Cover Story - Outlook 2010: The Future of the Industry
"It's kind of, I don't want to say the Wild West, but it's a whole new model that's emerging. And who knows what Google will do with their cloud," he adds.
"I really do see that we are at a huge disruption point in publishing," Rubin says. "I make an analogy to television coming out. I know that's a little grandiose, but once the technologies get there in terms of a multipurpose [e-reader] device where you can get very good, crystalline, nonglare reading quality … and couple that with functions you can get from an iPhone and all these benefits of digitization on top of that—such as portability and ease of use—it's a real game changer."
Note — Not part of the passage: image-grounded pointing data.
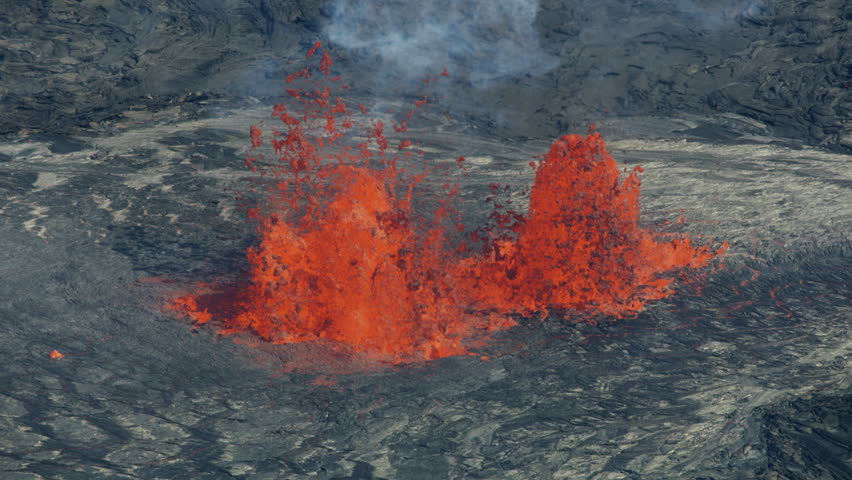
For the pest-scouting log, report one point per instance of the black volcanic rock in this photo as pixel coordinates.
(783, 63)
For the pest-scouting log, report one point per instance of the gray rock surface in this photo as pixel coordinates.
(748, 378)
(125, 126)
(783, 63)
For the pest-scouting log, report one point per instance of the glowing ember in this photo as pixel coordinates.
(342, 256)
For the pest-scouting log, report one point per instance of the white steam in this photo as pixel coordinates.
(485, 39)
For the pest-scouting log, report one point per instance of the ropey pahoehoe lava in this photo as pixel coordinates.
(344, 256)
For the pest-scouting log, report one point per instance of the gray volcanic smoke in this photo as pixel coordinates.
(484, 38)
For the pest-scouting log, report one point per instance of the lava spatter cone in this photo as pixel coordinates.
(342, 256)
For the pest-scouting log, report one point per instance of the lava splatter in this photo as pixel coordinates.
(342, 255)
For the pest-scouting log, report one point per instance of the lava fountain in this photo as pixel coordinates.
(343, 256)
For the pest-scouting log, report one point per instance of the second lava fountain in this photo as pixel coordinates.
(343, 256)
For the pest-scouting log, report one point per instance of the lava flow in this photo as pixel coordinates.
(344, 257)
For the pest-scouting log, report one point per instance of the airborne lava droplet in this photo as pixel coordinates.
(342, 256)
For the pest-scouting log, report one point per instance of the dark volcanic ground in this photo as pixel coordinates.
(112, 198)
(70, 64)
(749, 378)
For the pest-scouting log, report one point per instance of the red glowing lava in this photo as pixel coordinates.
(342, 255)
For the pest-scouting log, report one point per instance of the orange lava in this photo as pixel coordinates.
(342, 256)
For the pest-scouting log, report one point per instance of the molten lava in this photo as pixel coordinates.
(343, 256)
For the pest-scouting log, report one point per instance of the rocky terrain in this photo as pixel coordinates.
(784, 64)
(125, 131)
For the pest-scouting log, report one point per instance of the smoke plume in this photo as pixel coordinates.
(484, 39)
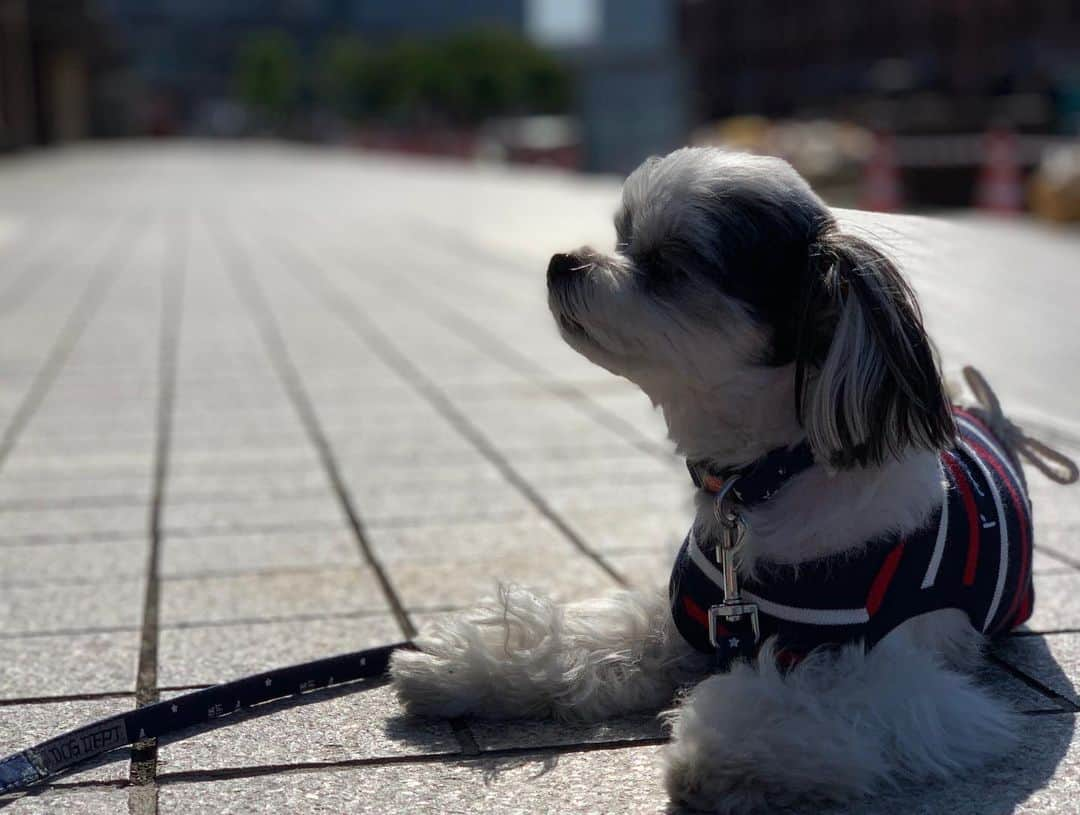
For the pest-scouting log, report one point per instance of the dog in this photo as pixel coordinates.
(872, 538)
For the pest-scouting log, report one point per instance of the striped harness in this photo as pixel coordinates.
(973, 554)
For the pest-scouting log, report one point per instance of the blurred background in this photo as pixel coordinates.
(913, 106)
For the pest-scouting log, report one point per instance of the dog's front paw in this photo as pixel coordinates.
(702, 784)
(429, 686)
(497, 662)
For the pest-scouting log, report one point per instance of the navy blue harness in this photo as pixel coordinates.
(973, 554)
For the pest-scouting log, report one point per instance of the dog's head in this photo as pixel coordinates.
(733, 300)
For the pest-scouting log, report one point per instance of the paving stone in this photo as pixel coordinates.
(245, 597)
(1053, 660)
(55, 491)
(250, 460)
(498, 735)
(71, 521)
(78, 801)
(32, 609)
(255, 553)
(235, 516)
(68, 664)
(25, 725)
(255, 485)
(337, 724)
(1063, 539)
(66, 562)
(588, 470)
(667, 496)
(624, 780)
(642, 530)
(202, 655)
(422, 503)
(1048, 562)
(455, 566)
(1056, 601)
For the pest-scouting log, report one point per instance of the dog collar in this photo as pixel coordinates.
(760, 479)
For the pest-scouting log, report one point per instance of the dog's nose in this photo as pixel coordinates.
(561, 266)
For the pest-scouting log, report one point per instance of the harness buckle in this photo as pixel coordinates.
(728, 621)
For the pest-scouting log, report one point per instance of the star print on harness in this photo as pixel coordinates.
(973, 554)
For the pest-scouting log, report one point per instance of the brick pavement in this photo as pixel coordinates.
(260, 405)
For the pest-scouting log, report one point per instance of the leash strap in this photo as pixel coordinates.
(1055, 465)
(76, 747)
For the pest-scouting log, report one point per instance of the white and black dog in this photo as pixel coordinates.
(886, 535)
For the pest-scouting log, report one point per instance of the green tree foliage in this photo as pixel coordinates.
(464, 78)
(268, 73)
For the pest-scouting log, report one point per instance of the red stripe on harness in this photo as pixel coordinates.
(972, 512)
(696, 612)
(880, 584)
(1021, 521)
(701, 616)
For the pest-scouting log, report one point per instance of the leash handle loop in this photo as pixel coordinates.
(1052, 463)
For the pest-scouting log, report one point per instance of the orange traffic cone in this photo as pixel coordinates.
(880, 189)
(1000, 189)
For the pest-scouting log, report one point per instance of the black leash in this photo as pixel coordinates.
(64, 752)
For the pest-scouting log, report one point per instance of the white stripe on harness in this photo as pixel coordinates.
(935, 559)
(791, 613)
(1003, 525)
(994, 446)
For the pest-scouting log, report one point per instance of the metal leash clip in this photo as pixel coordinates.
(727, 622)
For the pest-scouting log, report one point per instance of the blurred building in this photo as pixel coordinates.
(53, 59)
(631, 75)
(929, 66)
(79, 68)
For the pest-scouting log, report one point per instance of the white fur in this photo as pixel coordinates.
(838, 725)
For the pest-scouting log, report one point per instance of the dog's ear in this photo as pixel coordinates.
(866, 380)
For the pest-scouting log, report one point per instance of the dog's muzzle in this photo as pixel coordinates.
(561, 268)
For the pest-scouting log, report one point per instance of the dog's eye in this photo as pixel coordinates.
(658, 276)
(623, 225)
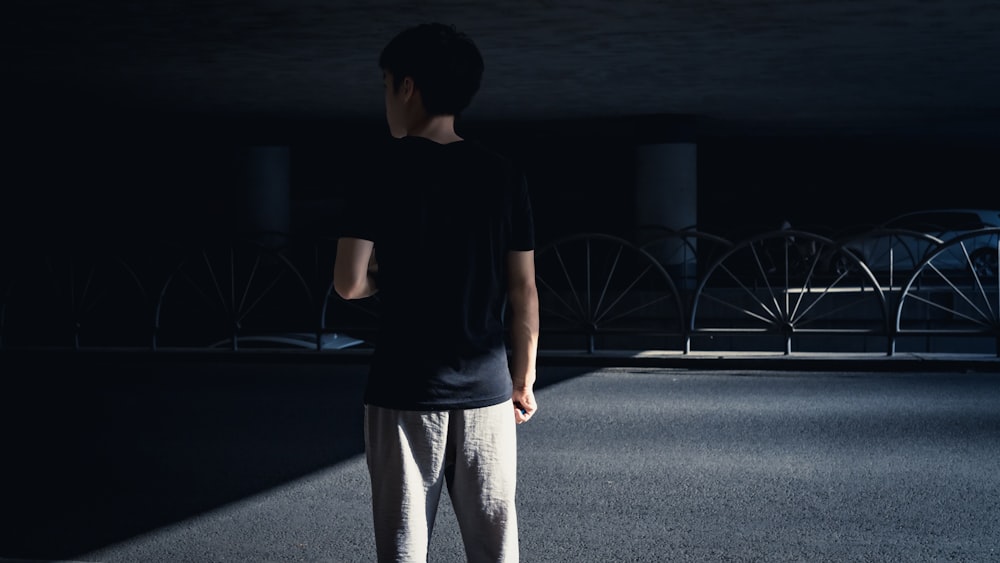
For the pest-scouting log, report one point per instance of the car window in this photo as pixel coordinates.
(938, 221)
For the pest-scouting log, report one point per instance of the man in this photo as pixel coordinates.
(450, 224)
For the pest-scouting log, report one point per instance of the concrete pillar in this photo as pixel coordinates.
(667, 198)
(267, 193)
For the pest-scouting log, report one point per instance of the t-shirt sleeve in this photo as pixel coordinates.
(357, 218)
(522, 231)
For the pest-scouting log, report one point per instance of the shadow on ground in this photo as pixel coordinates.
(101, 448)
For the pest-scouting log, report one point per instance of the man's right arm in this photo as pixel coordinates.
(353, 274)
(522, 295)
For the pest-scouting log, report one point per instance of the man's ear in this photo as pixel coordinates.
(407, 89)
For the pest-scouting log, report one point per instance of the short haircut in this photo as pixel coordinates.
(444, 64)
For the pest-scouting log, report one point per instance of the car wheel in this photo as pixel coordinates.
(984, 263)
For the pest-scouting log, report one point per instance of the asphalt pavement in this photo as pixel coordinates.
(261, 461)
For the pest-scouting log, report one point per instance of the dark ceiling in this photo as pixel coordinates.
(906, 67)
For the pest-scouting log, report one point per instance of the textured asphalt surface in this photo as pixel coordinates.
(262, 462)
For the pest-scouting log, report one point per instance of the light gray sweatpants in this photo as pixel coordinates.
(411, 454)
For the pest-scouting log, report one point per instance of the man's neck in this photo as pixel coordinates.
(440, 129)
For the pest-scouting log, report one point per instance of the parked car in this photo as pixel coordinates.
(898, 245)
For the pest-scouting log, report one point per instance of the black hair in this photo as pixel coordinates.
(444, 64)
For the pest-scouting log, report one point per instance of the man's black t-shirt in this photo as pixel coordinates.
(442, 218)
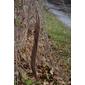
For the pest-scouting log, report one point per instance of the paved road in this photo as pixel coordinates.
(62, 16)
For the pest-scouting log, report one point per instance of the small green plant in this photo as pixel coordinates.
(28, 82)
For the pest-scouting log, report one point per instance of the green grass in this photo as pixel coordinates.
(61, 37)
(58, 32)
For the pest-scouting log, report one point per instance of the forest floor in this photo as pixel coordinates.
(60, 38)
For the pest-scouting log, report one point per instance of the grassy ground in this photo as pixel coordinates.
(61, 36)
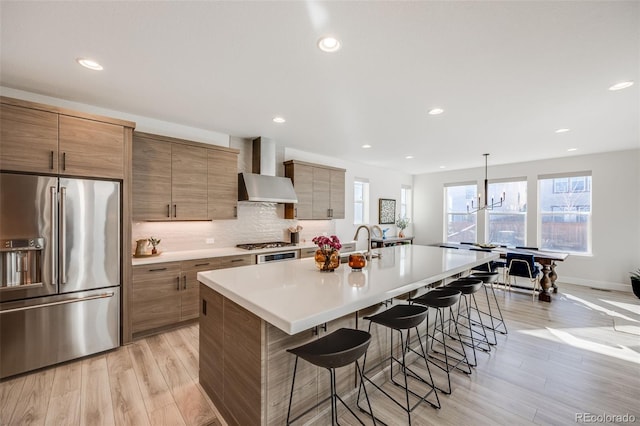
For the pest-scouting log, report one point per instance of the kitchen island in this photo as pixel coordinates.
(251, 315)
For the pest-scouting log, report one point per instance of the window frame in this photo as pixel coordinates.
(495, 213)
(581, 212)
(361, 204)
(406, 201)
(471, 193)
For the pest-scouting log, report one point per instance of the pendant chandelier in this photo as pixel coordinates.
(487, 205)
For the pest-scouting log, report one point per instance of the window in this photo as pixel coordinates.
(565, 212)
(360, 201)
(571, 184)
(460, 226)
(405, 201)
(507, 224)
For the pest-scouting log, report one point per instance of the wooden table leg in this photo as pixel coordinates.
(545, 281)
(553, 276)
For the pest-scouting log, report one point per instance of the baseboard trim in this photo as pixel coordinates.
(604, 285)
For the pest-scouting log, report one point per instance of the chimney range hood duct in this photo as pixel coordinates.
(262, 185)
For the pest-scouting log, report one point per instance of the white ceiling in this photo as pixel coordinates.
(508, 74)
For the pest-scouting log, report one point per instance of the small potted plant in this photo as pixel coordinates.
(327, 256)
(154, 242)
(402, 223)
(635, 282)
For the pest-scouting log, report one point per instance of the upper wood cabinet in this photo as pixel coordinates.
(188, 182)
(223, 184)
(320, 190)
(174, 179)
(90, 148)
(42, 139)
(302, 178)
(29, 140)
(151, 179)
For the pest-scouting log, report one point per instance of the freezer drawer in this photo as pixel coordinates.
(57, 329)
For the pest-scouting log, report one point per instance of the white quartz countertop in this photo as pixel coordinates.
(295, 296)
(178, 256)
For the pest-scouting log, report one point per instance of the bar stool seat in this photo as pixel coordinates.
(340, 348)
(494, 313)
(440, 299)
(335, 350)
(403, 318)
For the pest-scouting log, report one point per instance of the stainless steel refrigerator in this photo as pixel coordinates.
(60, 269)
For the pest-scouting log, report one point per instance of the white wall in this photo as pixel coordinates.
(615, 212)
(383, 183)
(143, 124)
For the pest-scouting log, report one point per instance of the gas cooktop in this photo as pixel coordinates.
(256, 246)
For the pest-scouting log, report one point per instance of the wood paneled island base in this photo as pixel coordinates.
(246, 371)
(250, 315)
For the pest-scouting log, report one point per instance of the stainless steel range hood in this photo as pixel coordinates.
(262, 185)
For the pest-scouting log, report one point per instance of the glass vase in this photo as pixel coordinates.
(327, 261)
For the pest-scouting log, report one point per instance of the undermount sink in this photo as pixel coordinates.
(344, 257)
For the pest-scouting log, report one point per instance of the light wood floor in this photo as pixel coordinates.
(579, 354)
Amid all the hullabaloo about e-books—reaching an unprecedented fever pitch just before the winter holidays with the release of the Barnes & Noble's Nook and the announcement of Borders' partnership with Kobo on a new e-book store—there is the still-sobering fact that these nifty digital readers only make up about 3 percent of the total book market.
This does not mean the industrywide effects of e-books are far off, however, cautions Gallagher.
For business models still built on hardcovers and large-print-run margins, "The challenge is not when e-books become the dominant [market] share, but when they gain about 4, 5 or 6 more percentage points," he says. "Then it gets to be a really sticky situation for publishers because they're basing their margins on hardcovers, which, at this point, will [still] be their primary binding type, but they'll be printing thousands less, so the per-unit price will go up."
E-books, in other words, while potentially a "good profit center," must be evaluated in terms of the coming disruption of pricing models. "It's something all publishers will have to contend with and wade their way through," he says.